I’m not sure why it took me this long to realize this, but outlining should have come first. Perhaps it was because I enjoyed the escape from my professional life, which involves constant outlining and boundary-setting on my normally free-wheeling writing style.

Academic writing requires discipline, starting with some premise of a motivation or research question, anchored in empirical observations (or theory) , and organized by testable hypotheses (or theoretical propositions).

Fiction ain’t like that at all, and yet outlining is still a good way to set reasonable bounds on my writing even in pursuit of this ultimate novel I’d like to write.

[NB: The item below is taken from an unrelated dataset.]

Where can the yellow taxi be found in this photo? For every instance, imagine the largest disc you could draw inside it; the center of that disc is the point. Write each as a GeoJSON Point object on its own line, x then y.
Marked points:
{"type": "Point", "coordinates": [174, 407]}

Sounds simple, doesn’t it?

Well, it sure took me long enough to figure that out.

Thankfully, I have plenty of material that will STILL work, and plenty of plot devices and back story that won’t change, but much of the overall outline is showing me that the ultimate focus of the novel, and the “endgame” I had planned on months ago will be very different.

Then again

Maybe I wouldn’t be at this point where outlining is making such a difference had I NOT gone through the process of writing a series of “snapshot” chapters or character descriptions-through-dialogue-and-telling-not-showing.

This “uncover the fossil I’m digging up” is the method that Stephen King uses, in which he claims he doesn’t quite know where the story will go until he begins writing.

Brandon Sanderson, by contrast, does the opposite–focusing on outlining first before writing the first draft.

After about 500 hours of work and about $3,000 invested in art and drafts (I’m finally serious about this, and wanted to “burn the ships”, in a way…#Project2020), I guess I’ve figured out that I’m somewhere in the middle.

So, we’ll see where this ends up.

TL, DR: I am now outlining and things look a lot different than I thought they would. But I like where it’s going.